Just over a year ago the late Julius Nyerere, much loved and respected former President of Tanzania, said the following: "When I am asked why the debts of the Highly Indebted Poor Countries should be cancelled; my answer is simple: these countries are very poor: their debts are immense and unpayable; and their heroic attempts to pay inflicts intolerable pain on people who are already too poor." [1]

Tanzania recently reached the half-way stage or decision point in the current Heavily Indebted Poor Countries (HIPC) Initiative. US Treasury Secretary Larry Summers visited Tanzania in mid- June and after meeting President Benjamin Mkapa he was upbeat about Tanzania's progress both in poverty reduction and its benefit from HIPC: "The HIPC program is on the right track at least for Tanzania," he said. On the face of it, with the headline figure of $3 billion of debt relief, it would be easy to believe him.

The reality is different however, and shows that the comments of Julius Nyerere are much more relevant than those of Larry Summers. Measured in net present value terms the debt will be reduced by only 36 per cent, and what is worse annual debt service payments are likely to fall by only 7 per cent. The reason for this tiny fall is because in Tanzania's case the HIPC initiative is largely cancelling debt that was not being serviced in any case. Rather than boosting government funds for poverty reduction, the initiative is just tidying up the books of creditors and recognising the fact that much of the debt can never be paid back. There is almost no benefit to ordinary Tanzanians.

Tanzania: US$ millions, unless stated

Total debt 1998 (NPV) Total debt reduction (NPV) Total debt reduction (NPV) (%) Debt service before HIPC Debt service After HIPC Debt service reduction (%) Education spending Health spending
5682 2,026 35.7% 162 150 7% 154 87

Source: World Bank

The real outlook for Tanzania may be even bleaker than the World Bank estimates above. The Tanzanian Finance Minister Daniel Yona warned against over-expectations following the country's entry into the initiative. In a pre-budget speech at the end of May he said that 27.4 per cent of the government's recurrent revenue, projected at about $1.05 billion in the 2000/2001 fiscal year, would be spent on servicing the external debt. This would mean payments of $290 million in the current financial year, more than it was paying before entering HIPC. Completion point in the HIPC initiative will still be at least one year away, during which time the government will need to have shown it has an effective Poverty Reduction Strategy Paper in place.

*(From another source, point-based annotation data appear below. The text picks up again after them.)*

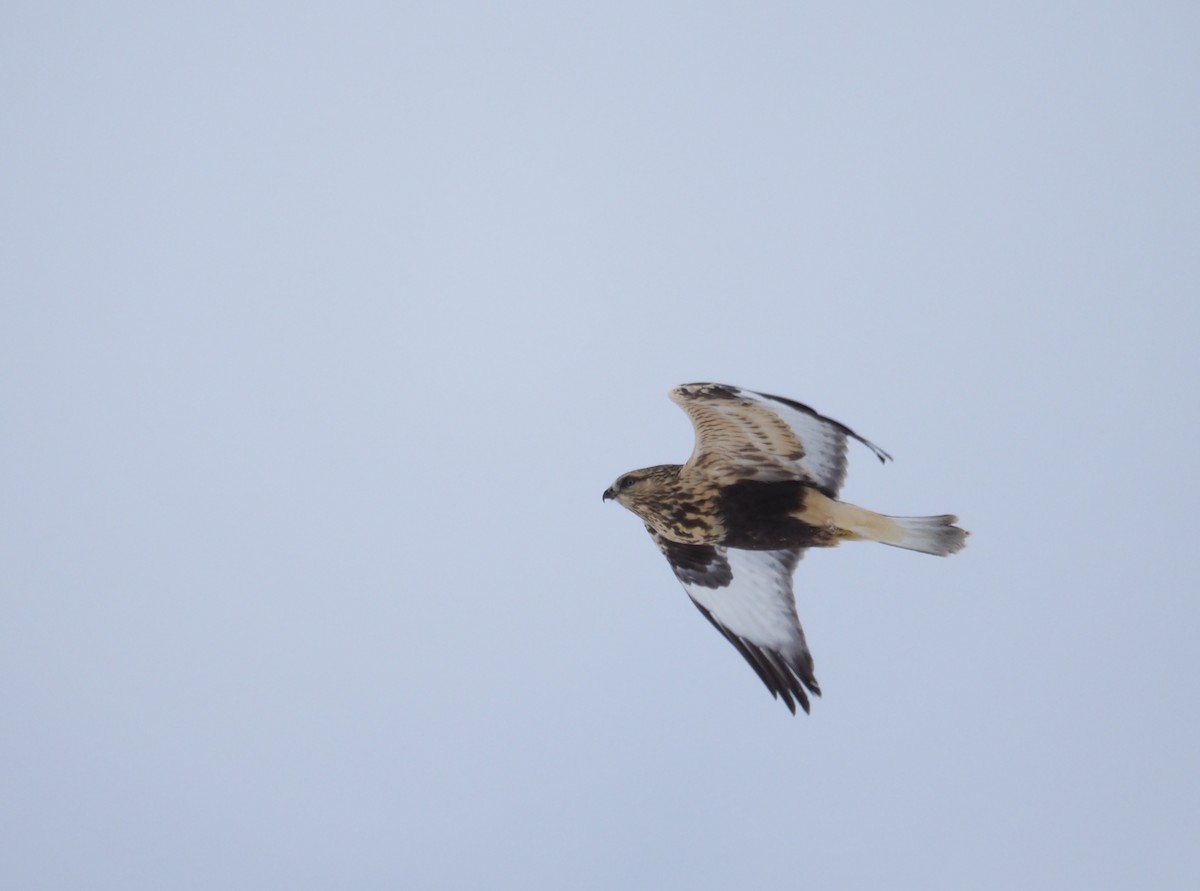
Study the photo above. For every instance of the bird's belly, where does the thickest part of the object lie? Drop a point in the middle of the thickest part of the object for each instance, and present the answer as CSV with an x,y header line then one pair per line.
x,y
766,515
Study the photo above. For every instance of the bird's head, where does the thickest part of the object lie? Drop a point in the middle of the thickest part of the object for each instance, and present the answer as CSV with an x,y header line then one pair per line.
x,y
640,488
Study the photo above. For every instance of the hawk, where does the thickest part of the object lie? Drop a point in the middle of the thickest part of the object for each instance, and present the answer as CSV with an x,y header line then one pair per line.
x,y
761,485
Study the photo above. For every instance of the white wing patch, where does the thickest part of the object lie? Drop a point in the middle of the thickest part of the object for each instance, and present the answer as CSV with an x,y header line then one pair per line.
x,y
754,435
748,598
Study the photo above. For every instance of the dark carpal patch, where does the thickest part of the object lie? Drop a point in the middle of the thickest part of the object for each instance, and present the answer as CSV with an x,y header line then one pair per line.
x,y
757,515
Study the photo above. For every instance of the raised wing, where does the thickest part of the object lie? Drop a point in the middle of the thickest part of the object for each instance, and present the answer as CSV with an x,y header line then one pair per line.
x,y
745,435
748,598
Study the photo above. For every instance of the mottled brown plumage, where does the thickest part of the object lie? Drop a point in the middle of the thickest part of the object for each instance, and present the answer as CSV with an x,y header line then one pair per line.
x,y
761,486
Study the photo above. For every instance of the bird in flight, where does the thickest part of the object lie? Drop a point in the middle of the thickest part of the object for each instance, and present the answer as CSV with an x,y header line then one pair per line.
x,y
760,488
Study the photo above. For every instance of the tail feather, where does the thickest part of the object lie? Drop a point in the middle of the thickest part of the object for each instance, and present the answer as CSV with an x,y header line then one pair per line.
x,y
929,534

It is easy to see future problems ahead as well. As a new study from Christian Aid has shown, despite the fact that many World Bank loans in the agricultural sector have been ineffective and added to the debt burden, the World Bank is considering a new programme that could entail lending almost US$1 billion to Tanzania. A new Country Assistance Strategy (CAS) is being considered, and as long as Tanzania stays on track with its IMF-supported adjustment programme, the World Bank intends to lend the government at least US$790 million over the next three years. There is also a proposal to increase lending in the third year of the CAS by US$200 million if the government performs exceptionally well in its adjustment programme, increasing lending over the period to some US$990 million.

Jubilee 2000 argues this shows that the World Bank cannot `kick the habit' of loan pushing, piling new debts on top of old unpayable ones. If the World Bank is serious about debt sustainability for Tanzania, its assistance should be in the form of grants and it should show a readiness to cancel much more debt.


[1] Address by Mwalimu Julius K. Nyerere, to the Jubilee 2000 Campaign in Hamburg, Germany, 27 April, 1999.